Eine famose Idee, denn während die Eheleute noch um maximale Harmonie ringen, scheint sich die Musik schon vom einzwängenden Regelkorsett befreit zu haben und höchst individuelle Wege zu gehen. Richtig aufgewirbelt wird die Situation dann mit dem Erscheinen des Manns, Thomas Stückemann als Aufdringling, der die traute Zweisamkeit bis zur Belastbarkeitsgrenze torpediert. Kurz gesagt: Die Paarbeziehung wird durch das Aufkommen individueller Regungen einer echten Zerreißprobe unterzogen. Höchst gelungen ist es, dieses Ringen um Eigenständigkeit und der Frage nach dem Bedingtsein von Paarbeziehung im Bühnenbild von Marc Jungreithmeier zu verorten. Er hat eine große und strukturierte weiße Wand geschaffen, auf der immer wieder Videoinstallationen die Situation zuspitzen. Dadurch kommt etwas wie Laboratoriumsatmosphäre auf, die im Verbund mit Musik und Handlung eben schon an Beckett und Sartre denken lässt. Um es mal so zu sagen: Kuhlmann und Spahr haben eine höchst runde Inszenierung und eine Funken sprühende Kammeroper ins taT gebracht. Prädikat: Unbedingt anschauen!
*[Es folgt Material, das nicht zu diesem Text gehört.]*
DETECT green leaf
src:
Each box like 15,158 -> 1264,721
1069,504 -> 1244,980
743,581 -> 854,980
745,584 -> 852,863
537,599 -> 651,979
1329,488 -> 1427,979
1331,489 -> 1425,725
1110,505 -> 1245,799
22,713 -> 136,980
Das hat auch mit der Leistung der Darsteller zu tun, die sich am Premierenabend allesamt glänzend schlugen. An erster Stelle Intxausti, die mit glockenklarer Stimme und Leidenschaft betörte und der es wirklich famos gelang, die emotional verstörte Ehefrau auf die Bühne zu bringen. Hut ab, auch vor Bariton Wendt und seiner stimmlichen Geschmeidigkeit sowie vor Tenor Stückemann, der die Eheleute zwar nur selten störte, dann aber effektiv und letztlich glänzend. Das Gesamtfazit ist klar: Obwohl die Kammeroper gerade mal eine Stunde dauert, ist sie sicherlich einer der Höhepunkte der aktuell laufenden Spielzeit.